A federal judge who ruled yesterday that a black employe's denial of tenure by the Agency for International Development was "racially motivated," ordered the agency to reinstate him and eliminate racially biased employment practices.
At the same time, U.S. District Court Judge Harold H. Greene found that, "Statistics show an imbalance in favor of white tenured employes, an overwhelming and unexplained concentration of black employes in Africa and an extremely small number of black employes in Latin America."
Despite being invited several times to submit data showing that these discrepancies "had a legitimate basis," Greene said, AID failed to "demonstrate in any way that racially neutral factors accounted for the gross statistical disparities, or even what those factors might have been."
Greene ruled in a suit brought by John H. Thomas, who is black and who was employed by AID in 1965 to serve in the agency's public health program in Vietnam. Thomas was hired on a "time-limited" basis, for 18 months, with the understanding that he could seek a tenured position.
Thomas worked for AID for nine years, but was never given tenure despite meeting all qualifications for tenure and statements from superiors in his performance evaluation rating lauding him.

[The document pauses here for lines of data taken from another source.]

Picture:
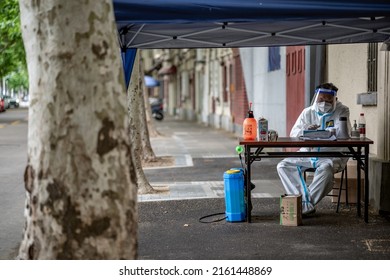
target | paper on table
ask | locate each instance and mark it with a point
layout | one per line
(331, 138)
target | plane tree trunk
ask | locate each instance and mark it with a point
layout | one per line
(135, 108)
(79, 179)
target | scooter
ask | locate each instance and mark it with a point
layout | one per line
(157, 109)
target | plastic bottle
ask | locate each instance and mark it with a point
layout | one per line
(249, 127)
(263, 129)
(343, 129)
(355, 132)
(362, 126)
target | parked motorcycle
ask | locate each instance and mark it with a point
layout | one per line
(157, 108)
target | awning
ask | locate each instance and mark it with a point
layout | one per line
(250, 23)
(151, 82)
(247, 23)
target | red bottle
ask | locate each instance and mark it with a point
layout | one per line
(249, 127)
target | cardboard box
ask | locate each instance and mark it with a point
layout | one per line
(290, 210)
(352, 184)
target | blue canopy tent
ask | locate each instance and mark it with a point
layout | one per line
(247, 23)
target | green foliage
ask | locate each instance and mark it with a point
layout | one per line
(12, 55)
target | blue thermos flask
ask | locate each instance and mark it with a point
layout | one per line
(234, 195)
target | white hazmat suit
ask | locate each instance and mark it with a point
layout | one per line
(291, 170)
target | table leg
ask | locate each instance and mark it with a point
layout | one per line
(366, 183)
(359, 168)
(248, 183)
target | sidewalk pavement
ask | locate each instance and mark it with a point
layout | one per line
(169, 226)
(188, 141)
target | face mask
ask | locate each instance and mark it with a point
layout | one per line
(324, 107)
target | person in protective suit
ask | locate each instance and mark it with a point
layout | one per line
(324, 113)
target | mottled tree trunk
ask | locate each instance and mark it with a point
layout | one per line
(135, 108)
(81, 191)
(148, 153)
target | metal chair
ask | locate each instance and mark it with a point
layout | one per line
(344, 172)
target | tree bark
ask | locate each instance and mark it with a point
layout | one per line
(80, 183)
(135, 108)
(148, 153)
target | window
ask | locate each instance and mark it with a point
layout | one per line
(273, 58)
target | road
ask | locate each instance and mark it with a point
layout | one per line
(13, 159)
(209, 151)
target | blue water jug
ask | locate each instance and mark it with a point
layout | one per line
(234, 195)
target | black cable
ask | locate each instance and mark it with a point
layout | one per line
(211, 215)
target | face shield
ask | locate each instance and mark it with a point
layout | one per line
(324, 101)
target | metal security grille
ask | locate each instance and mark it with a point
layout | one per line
(372, 67)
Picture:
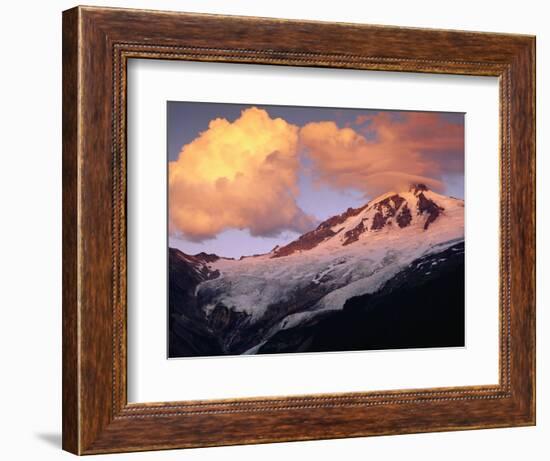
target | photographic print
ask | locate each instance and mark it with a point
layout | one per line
(298, 229)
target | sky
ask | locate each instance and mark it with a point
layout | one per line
(243, 178)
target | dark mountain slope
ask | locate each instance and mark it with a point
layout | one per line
(422, 306)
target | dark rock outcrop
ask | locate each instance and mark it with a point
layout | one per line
(422, 306)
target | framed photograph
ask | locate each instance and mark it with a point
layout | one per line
(284, 230)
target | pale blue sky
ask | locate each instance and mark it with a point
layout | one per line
(186, 120)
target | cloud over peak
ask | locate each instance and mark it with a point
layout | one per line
(244, 174)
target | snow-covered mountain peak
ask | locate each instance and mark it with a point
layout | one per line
(419, 208)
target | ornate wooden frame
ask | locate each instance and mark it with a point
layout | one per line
(97, 43)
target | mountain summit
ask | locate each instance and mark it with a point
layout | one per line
(224, 306)
(418, 207)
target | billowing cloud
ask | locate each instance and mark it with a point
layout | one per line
(237, 175)
(385, 151)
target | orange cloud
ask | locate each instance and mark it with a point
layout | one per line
(240, 174)
(412, 147)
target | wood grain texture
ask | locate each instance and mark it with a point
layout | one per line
(97, 43)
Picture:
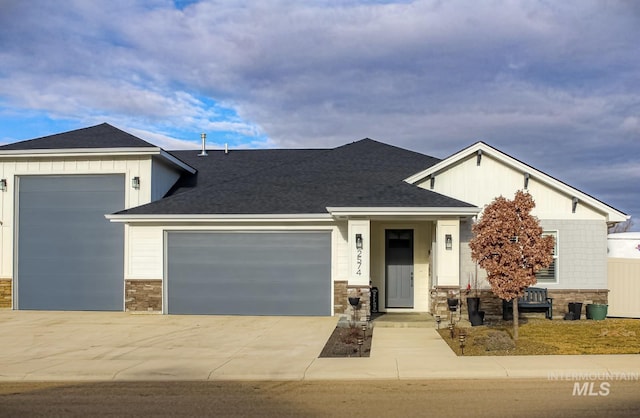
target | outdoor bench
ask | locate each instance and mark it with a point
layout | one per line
(534, 298)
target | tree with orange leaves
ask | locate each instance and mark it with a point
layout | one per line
(509, 245)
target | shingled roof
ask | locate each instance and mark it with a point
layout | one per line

Thomas was separated from AID in 1974 when, purportedly for budgetary reasons, no position could be found for him.
In 1971, Thomas was transferred into job classifications from which tenure was not being granted."While in theory there could have been valid reasons for (Thomas') failure to achieve tenure or receive training opportunities and assignment to Latin America during his nine years at AID, the evidence adduced at trial demonstrates that these failures were the product of racial bias," Greene said.
Greene described AID's attitude concerning Thomas as "cavalier" and the efforts of his personnel officer on his behalf as "lethargic" and her testimony in court as indicating "her bias and lack of credibility."